Scandinavian automotive supplier association, FKG is hailing this week’s breakthrough talks concerning Iranian sanctions in Vienna as “great for Europe.”
Iran has been on its knees economically for years as decades of Western suspicion surrounding its supposed nuclear weapons programme have translated into harsh penalties severely affecting the domestic auto sector.
But a conditional lifting of sanctions against Iran in exchange for a tough programme of nuclear energy inspection, could pave the way for European and American suppliers beating a path to Teheran’s door, although there is bound to be considerable hostility from the US Congress.
“My first thought was, ‘at last,'” FKG managing director, Fredrik Sidahl, who recently led a Scandinavian supplier delegation to Iran, told just-auto from Sweden. “They finally came in at the end for these two-year talks and it is great, great for Iran, great for industry and great for Europe.

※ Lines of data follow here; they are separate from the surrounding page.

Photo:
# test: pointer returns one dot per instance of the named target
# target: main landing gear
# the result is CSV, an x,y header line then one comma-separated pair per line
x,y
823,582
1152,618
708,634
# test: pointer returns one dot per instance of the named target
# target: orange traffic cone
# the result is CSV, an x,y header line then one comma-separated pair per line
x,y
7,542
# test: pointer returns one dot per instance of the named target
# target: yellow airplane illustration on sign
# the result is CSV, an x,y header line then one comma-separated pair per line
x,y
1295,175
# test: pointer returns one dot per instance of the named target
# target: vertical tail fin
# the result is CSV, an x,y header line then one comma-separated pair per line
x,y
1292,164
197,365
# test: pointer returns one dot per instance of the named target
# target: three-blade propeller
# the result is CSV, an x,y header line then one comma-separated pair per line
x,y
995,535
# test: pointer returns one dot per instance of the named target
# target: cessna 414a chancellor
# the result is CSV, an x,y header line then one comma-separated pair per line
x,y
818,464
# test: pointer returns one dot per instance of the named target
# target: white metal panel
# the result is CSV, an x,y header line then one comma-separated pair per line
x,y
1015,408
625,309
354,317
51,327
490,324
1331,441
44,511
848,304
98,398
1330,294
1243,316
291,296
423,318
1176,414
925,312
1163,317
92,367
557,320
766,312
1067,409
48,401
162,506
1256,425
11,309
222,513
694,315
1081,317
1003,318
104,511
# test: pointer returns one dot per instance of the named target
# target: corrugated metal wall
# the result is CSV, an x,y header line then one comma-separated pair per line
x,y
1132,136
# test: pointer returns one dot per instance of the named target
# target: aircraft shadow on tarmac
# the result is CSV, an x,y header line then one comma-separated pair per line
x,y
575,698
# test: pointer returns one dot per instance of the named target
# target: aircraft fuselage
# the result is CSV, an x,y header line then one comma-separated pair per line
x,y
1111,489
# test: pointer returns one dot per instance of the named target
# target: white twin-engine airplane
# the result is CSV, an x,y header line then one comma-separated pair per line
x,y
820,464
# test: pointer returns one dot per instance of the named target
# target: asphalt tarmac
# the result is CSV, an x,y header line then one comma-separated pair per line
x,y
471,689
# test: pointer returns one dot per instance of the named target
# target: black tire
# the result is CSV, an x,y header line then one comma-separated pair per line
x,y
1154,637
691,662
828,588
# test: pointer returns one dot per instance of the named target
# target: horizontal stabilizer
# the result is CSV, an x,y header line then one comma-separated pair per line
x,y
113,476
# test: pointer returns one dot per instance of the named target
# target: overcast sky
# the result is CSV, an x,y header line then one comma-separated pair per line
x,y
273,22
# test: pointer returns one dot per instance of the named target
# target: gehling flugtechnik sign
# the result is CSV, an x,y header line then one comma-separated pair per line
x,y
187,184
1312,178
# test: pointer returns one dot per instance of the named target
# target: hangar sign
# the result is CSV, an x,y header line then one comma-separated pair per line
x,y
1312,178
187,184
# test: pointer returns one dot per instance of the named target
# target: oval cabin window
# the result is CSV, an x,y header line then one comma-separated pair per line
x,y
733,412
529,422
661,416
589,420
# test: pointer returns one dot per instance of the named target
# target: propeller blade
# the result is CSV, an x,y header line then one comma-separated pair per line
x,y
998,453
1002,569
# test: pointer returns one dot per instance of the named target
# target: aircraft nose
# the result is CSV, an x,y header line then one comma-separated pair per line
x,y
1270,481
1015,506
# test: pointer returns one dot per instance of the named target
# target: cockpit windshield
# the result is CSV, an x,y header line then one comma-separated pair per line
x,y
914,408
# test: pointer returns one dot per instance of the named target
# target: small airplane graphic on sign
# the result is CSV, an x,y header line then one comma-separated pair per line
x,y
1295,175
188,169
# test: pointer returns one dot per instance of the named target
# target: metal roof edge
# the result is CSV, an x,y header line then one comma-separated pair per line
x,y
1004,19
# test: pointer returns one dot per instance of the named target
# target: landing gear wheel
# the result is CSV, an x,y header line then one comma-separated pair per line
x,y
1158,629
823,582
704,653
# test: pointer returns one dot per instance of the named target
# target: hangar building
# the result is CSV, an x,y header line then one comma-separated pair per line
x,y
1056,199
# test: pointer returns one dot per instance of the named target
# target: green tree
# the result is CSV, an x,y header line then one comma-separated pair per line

“I can’t see any disadvantages at all. I don’t care about the political system as such because we have different systems anywhere in the world.”
The FKG chief added he was sure political temperatures had been taken, for example in the US, to ensure the deal goes through, while President Barack Obama has dropped hints he may veto any eventual Congressional disapproval.
“So many years of negotiations, I am certain they have conducted bilateral talks with those who are having a vote,” said Sidahl. “There is too much at stake. Although I understand there are some countries against this deal, particularly Israel and Saudi Arabia.
“It [Iran] is a great market for Swedish industry and a lot of industries [in the] component and car [sectors].
“Why is it good? Well, now they open the country, which means competition for Iranian companies will be much, much tougher. It is not only they can start selling and buying, it is also competition inside Iran for Western Europe products, for the car industry, for Euro VI etc.”
Any deal however desirable, remains fraught with potential pitfalls and it may not only be hawkish Republicans in the US Congress, who harbour grave reservations about the viabilty of any future nuclear inspections regime for Iran.
Writing to President Rohani, the Iranian supreme leader, Ayatollah Khamenei expressed his concerns some of the P5+1 negotiating group; UK, France, Germany, Russia, China and the European Union, were not to be trusted.
“You are well aware that some of the six states participating in negotiations are not trustworthy at all,” said Khamenei.
“Bringing negotiations to a conclusion was a milestone; the prepared text, however, needs careful scrutiny and must be directed into the defined legal process.”